Cleveland Clinic reference lab loses leader, revises plans

The leader of a $25 million expansionof the Cleveland Clinic’s reference lab has left and the health system has revised its plans for the project, including building a larger lab on its main campus but scaling back the lab’s future employment by 20 percent to 30 percent.

CLEVELAND, Ohio — The leader of a $25 million expansion of the Cleveland Clinic’s reference lab has left and the health system has revised its plans for the project, including building a larger lab on its main campus but scaling back potential future employment by 20 percent to 30 percent.

In February, the Clinic said it would break ground this summer on a 100,000-square-foot expansion of its current lab that could employ up to 500 people within five years. The reference lab does tests for other hospitals and medical facilities that can’t or don’t want to do the tests themselves. The Clinic’s current reference lab employs more than 800 people.

At the time, the announcement brightened Northeast Ohio’s gloomy economic picture with promises of new jobs and new lab business that would come from across the country — and around the world — to help pay for investments in better and faster tests for Clinic patients.

Now called Cleveland Clinic Laboratories, the project lost its chief executive, Dino Kasdagly, more than a month ago. Kasdagly last September left his job as chief operating officer of a similar project at Mayo Clinic, called Mayo Collaborative Services, to lead the lab in Cleveland.

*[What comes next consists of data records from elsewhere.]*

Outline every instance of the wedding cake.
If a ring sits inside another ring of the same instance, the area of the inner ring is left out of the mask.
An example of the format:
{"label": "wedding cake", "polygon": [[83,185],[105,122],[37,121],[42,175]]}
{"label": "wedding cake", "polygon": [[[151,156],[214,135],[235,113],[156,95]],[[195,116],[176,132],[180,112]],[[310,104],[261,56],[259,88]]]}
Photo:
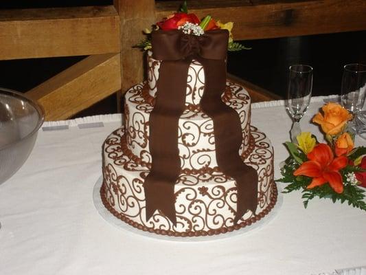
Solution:
{"label": "wedding cake", "polygon": [[127,91],[123,126],[103,144],[103,204],[137,229],[225,233],[276,202],[273,147],[251,125],[247,91],[226,80],[227,32],[207,33],[155,32],[148,80]]}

Kasdagly did not respond to e-mail requests inquiring about his departure.

He will not be replaced, said Dr. Kandice Kottke-Marchant, chair of the Clinic’s Pathology and Laboratory Medicine Institute, to which the lab expansion project belongs.

“That was a mutual decision between he and I and the Cleveland Clinic,” Kottke-Marchant said. “He’s left to pursue other opportunities. We really appreciated the things he helped us do when he was here.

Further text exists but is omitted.